La transparence et le partage des informations scientifiques guident notre action. Nous avons ainsi lancé un site internet (chlordecone-infos.fr, géré par l’Anses[1]) qui met à disposition du public l’ensemble de la documentation, en particulier scientifique, sur la chlordécone. Dans le même temps, le ministère de la Santé a mis en ligne sur son propre site internet une synthèse et un état d’avancement des actions du plan chlordécone III ainsi qu’une plaquette d’information sur ce plan. Les préfectures et les Agences régionales de santé (ARS) réunissent régulièrement les professionnels de santé et mettent également en ligne de nombreuses informations sur la chlordécone[2]. Le Président de la République a tenu un discours sur la chlordécone lors de son déplacement en Martinique et le cap a été clairement défini : reconnaître le scandale environnemental, assumer la part de responsabilité de l’Etat, organiser au mieux les réparations quand on le peut, renforcer la protection de tous et des plus vulnérables en priorité.
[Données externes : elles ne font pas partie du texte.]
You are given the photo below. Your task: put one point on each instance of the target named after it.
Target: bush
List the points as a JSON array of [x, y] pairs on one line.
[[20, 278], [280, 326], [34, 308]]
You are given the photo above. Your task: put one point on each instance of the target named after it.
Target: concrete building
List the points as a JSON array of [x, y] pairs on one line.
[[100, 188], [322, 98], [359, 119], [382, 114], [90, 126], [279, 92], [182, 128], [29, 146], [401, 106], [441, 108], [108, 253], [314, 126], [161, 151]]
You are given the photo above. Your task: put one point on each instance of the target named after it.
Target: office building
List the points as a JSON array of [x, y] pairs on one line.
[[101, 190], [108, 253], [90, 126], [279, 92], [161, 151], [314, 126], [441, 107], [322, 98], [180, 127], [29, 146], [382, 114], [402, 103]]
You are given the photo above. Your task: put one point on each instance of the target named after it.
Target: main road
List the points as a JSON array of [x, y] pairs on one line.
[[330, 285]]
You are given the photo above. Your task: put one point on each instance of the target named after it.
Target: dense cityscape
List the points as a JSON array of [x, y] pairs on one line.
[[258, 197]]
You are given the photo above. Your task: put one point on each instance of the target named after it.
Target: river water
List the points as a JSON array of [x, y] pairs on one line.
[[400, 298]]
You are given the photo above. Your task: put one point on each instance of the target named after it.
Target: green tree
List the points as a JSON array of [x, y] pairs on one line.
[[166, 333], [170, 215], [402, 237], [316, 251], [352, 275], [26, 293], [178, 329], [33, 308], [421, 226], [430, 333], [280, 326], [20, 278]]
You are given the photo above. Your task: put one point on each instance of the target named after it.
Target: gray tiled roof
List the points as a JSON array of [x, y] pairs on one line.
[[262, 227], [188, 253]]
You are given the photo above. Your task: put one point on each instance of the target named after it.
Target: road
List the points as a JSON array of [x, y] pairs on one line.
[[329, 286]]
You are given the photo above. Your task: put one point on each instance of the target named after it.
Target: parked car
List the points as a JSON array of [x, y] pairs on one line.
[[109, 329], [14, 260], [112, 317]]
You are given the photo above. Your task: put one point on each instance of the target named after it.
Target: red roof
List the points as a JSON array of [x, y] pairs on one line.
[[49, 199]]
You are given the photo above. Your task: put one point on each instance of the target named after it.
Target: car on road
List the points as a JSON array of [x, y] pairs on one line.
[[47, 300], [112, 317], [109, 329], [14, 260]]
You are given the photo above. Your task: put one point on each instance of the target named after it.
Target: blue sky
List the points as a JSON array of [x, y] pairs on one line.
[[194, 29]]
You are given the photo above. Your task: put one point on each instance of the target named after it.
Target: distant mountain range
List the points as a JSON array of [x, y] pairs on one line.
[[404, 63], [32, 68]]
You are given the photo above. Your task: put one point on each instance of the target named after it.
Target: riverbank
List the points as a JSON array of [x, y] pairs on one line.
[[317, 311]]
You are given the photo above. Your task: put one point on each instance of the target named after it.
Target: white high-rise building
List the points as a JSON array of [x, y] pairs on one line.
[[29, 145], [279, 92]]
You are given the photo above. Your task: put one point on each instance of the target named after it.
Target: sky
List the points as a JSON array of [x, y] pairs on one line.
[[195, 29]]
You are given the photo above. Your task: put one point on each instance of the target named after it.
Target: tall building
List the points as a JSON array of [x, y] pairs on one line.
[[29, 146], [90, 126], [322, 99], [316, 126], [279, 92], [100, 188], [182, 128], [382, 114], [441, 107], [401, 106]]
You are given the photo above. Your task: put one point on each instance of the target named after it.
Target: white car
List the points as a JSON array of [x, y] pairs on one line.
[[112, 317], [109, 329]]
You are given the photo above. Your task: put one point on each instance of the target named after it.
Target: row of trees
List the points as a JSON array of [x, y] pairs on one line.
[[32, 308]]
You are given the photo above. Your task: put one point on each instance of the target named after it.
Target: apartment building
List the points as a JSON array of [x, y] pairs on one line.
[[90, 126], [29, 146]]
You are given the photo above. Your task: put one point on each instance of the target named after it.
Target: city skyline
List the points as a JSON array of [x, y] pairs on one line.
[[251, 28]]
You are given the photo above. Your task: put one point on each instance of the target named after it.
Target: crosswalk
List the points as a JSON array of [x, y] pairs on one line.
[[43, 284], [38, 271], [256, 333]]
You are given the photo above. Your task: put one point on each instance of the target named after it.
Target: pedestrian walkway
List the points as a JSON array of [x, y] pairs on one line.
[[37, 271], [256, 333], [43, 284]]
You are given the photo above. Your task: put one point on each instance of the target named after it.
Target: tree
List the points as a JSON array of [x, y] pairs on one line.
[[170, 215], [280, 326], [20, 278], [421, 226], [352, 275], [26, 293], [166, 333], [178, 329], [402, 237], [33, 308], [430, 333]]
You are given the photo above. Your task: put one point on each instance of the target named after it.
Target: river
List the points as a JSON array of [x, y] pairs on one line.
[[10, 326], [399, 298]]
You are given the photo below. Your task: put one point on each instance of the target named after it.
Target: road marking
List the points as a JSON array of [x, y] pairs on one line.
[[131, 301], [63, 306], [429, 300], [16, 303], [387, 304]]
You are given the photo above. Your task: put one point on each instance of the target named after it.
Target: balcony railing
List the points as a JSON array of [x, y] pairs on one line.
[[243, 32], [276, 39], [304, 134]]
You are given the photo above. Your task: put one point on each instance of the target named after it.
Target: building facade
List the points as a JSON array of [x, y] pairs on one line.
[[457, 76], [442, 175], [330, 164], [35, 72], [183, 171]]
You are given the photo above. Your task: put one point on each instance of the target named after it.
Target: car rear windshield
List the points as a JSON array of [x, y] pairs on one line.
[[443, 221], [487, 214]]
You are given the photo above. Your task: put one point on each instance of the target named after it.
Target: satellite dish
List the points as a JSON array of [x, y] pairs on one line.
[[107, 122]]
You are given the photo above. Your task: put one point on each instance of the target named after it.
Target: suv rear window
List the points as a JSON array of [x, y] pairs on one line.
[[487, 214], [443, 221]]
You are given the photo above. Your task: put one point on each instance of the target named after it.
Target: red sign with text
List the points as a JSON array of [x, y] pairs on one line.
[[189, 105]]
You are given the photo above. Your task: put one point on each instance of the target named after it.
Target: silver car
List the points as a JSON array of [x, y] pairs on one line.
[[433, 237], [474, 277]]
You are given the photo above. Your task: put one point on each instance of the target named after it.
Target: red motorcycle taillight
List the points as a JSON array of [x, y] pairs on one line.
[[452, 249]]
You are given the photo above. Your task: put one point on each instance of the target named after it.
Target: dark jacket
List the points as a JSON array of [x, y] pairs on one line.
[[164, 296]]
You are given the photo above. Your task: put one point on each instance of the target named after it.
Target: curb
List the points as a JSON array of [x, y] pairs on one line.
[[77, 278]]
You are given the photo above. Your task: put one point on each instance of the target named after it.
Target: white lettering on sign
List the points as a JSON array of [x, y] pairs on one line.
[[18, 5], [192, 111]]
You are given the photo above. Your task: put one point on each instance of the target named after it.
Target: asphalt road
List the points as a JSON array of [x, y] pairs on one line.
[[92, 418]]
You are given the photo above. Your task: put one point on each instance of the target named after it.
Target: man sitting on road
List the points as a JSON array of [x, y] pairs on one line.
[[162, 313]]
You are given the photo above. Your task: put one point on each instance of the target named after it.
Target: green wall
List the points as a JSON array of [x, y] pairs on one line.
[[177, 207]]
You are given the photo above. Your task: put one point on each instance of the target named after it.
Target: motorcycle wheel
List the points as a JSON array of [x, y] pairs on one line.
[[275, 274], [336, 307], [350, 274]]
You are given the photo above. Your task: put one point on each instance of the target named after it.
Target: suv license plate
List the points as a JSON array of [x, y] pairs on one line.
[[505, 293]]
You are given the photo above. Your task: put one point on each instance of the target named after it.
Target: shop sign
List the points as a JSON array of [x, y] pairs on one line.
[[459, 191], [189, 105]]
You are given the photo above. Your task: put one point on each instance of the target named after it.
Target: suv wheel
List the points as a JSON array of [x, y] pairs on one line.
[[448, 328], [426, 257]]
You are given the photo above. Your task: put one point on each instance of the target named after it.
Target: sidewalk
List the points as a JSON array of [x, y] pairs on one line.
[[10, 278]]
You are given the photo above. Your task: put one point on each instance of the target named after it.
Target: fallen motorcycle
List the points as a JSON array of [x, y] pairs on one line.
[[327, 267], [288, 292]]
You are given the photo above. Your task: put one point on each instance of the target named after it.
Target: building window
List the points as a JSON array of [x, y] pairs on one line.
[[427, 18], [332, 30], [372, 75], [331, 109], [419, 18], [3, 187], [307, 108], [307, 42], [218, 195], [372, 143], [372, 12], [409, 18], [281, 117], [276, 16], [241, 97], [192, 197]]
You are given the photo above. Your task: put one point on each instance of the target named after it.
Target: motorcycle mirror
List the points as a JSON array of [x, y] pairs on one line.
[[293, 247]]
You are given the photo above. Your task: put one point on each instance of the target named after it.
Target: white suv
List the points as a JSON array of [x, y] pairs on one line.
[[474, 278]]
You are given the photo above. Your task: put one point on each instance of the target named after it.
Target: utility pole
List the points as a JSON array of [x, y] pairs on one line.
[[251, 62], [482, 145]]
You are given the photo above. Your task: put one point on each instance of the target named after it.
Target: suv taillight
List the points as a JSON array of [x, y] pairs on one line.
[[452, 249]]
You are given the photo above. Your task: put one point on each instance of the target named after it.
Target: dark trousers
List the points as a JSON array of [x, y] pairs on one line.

Il y a eu ensuite les conclusions du colloque scientifique et d’information organisé aux Antilles en octobre 2018 (il a réuni pendant 4 jours de très nombreux experts avec des débats ouverts à la presse, aux élus et au grand public) ? Il est donc prévu, en complément du plan chlordécone 2014-2020, une mesure mentionnée dans le plan « former, informer et accompagner tous les professionnels de santé » qui prévoit de :
- développer des outils pour les professionnels de santé afin qu’ils puissent accompagner et orienter leurs patients en termes de réduction des expositions (c’est-à-dire les recommandations à suivre pour réduire les expositions, les risques liés à la chlordécone et à d’autres pesticides ou contaminants) et de diagnostic et prise en charge (recommandation de bonnes pratiques) ;
- former l’ensemble des professionnels de santé et leur fournir les informations et outils développés sur les effets sanitaires et les recommandations.
Peut-on affirmer qu'il n'y a pas de corrélation établie entre chlordécone et cancer de la prostate quand les données en laboratoires démontrent le contraire, notamment les données récentes (2018) sur l’angiogenèse et la formation de métastases ?
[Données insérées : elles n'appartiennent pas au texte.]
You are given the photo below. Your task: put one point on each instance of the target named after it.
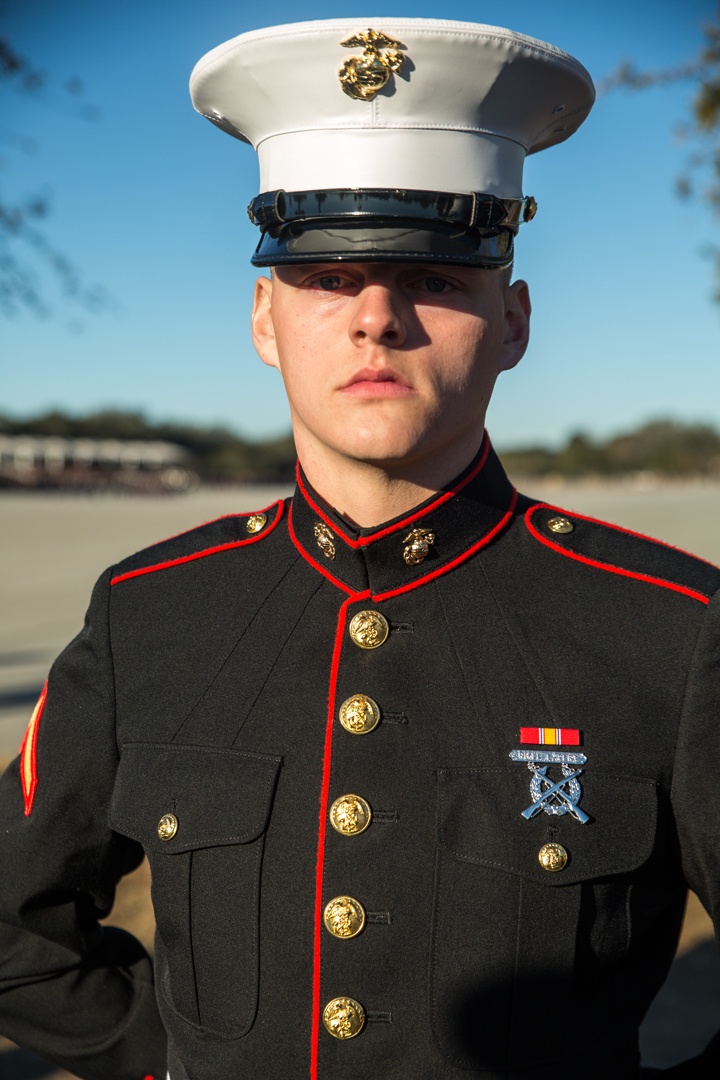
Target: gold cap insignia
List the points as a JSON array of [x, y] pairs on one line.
[[363, 77]]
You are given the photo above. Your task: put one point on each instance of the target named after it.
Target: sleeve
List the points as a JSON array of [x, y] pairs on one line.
[[75, 991], [696, 801]]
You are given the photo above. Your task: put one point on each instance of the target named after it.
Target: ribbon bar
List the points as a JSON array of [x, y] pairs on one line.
[[551, 737]]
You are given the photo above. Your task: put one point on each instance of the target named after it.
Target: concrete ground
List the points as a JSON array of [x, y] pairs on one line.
[[53, 547]]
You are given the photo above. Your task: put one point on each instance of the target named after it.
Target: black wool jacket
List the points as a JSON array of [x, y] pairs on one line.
[[462, 852]]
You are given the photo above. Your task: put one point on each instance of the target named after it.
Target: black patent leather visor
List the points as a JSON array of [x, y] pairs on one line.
[[403, 226]]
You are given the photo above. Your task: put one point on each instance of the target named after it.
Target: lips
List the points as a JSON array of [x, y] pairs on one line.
[[377, 382]]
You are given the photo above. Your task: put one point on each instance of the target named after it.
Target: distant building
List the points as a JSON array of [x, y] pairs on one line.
[[54, 461]]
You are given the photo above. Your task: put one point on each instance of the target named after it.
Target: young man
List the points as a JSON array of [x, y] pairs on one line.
[[420, 765]]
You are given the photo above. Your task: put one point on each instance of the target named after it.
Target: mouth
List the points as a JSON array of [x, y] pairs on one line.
[[372, 382]]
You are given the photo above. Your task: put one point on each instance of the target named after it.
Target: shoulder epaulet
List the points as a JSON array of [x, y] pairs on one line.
[[620, 551], [232, 530]]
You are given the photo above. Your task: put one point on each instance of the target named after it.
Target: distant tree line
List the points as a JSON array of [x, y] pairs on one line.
[[217, 454], [665, 447]]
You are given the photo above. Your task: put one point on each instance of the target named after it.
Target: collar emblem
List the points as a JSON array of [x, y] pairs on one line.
[[363, 77], [417, 545], [325, 540]]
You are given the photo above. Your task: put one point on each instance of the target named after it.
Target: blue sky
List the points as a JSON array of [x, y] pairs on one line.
[[149, 201]]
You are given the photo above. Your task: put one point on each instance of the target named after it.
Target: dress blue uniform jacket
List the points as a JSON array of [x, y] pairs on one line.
[[206, 686]]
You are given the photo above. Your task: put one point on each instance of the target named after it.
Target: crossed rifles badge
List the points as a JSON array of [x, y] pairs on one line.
[[555, 795], [363, 77]]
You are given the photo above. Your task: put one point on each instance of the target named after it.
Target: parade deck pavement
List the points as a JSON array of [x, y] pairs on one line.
[[54, 545]]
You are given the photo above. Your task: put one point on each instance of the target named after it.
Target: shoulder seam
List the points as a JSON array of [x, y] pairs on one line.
[[168, 564], [610, 567]]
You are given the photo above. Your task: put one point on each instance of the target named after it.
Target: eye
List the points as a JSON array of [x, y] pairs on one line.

La démarche scientifique est une démarche complexe et rigoureuse. Je souhaite être le plus précis possible sur ce sujet important. La chlordécone est classée au niveau international, dans la catégorie 2B « cancérigène possible chez l’homme » et au niveau européen, dans la catégorie 2 « susceptible de provoquer le cancer ». En 2013, l'expertise collective de l'Inserm "Pesticides : effets sur la santé" a estimé, sur la base des études existantes et en lien avec les connaissances sur d’autres pesticides et perturbateurs endocriniens, qu’il y avait de fortes présomptions d'un lien entre l'exposition à la chlordécone et la survenue du cancer de la prostate.
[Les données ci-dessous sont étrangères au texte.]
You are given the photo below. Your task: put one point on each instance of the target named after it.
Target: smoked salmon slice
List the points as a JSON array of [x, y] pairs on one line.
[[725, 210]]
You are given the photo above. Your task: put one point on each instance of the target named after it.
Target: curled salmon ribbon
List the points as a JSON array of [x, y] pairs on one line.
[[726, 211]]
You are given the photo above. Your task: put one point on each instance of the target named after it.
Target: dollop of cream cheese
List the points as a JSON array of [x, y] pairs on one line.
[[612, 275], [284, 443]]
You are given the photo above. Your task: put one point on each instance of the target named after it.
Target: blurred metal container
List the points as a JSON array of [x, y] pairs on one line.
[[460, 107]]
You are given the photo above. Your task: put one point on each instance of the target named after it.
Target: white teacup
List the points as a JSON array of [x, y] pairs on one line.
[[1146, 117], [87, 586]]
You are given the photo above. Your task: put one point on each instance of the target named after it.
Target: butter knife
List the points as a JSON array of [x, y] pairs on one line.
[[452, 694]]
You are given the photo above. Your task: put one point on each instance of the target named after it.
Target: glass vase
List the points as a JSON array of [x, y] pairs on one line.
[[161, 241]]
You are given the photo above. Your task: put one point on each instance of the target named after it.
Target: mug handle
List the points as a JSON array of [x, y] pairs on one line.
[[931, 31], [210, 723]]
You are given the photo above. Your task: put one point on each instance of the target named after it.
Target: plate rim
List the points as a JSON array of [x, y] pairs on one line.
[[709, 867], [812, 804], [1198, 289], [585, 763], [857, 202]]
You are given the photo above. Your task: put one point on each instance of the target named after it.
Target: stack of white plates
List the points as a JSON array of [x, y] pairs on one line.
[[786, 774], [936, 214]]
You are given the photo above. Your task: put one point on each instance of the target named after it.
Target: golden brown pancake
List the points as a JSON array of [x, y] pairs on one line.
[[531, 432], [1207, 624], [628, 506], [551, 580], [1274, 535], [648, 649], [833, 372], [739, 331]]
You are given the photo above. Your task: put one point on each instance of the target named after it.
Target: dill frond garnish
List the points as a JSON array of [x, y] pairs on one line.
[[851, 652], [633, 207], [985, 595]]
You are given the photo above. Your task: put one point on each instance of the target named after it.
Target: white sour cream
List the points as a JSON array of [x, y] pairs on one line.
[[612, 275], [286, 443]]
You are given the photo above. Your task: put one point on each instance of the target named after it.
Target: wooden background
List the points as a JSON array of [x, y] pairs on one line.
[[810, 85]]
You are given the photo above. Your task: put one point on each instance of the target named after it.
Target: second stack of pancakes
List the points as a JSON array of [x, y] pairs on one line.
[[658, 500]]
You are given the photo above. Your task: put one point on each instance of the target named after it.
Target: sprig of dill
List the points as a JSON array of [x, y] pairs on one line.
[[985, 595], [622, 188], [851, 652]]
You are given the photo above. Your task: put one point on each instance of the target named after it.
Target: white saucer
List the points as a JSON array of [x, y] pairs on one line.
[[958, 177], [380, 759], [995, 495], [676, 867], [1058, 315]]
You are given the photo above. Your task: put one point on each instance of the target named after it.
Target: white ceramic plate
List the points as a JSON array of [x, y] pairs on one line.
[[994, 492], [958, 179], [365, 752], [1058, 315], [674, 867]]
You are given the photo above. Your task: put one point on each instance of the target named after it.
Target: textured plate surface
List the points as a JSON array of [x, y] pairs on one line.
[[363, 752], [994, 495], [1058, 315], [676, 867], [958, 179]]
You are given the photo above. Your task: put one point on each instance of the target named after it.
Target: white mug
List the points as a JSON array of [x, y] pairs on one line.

Le plan chlordécone a contribué au financement de plusieurs études dont l’étude Karuprostate, étude de type cas-témoins en population générale, réalisée en Guadeloupe au cours de la période 2004‐2007 et comparant 709 cas incidents de cancer de la prostate à 723 témoins[3] [4] . Cette étude était destinée à identifier les facteurs de risque environnementaux et génétiques de survenue du cancer de la prostate. Il s’agissait également d’étudier le lien éventuel entre l’exposition à la chlordécone et le risque de survenue de ce cancer. Chez les hommes dont la concentration en chlordécone dans le sang est la plus forte, un risque plus élevé de survenue du cancer de la prostate a été observé. Cette probabilité est influencée par l’âge, le patrimoine génétique, les habitudes alimentaires et les habitudes de vie des hommes exposés.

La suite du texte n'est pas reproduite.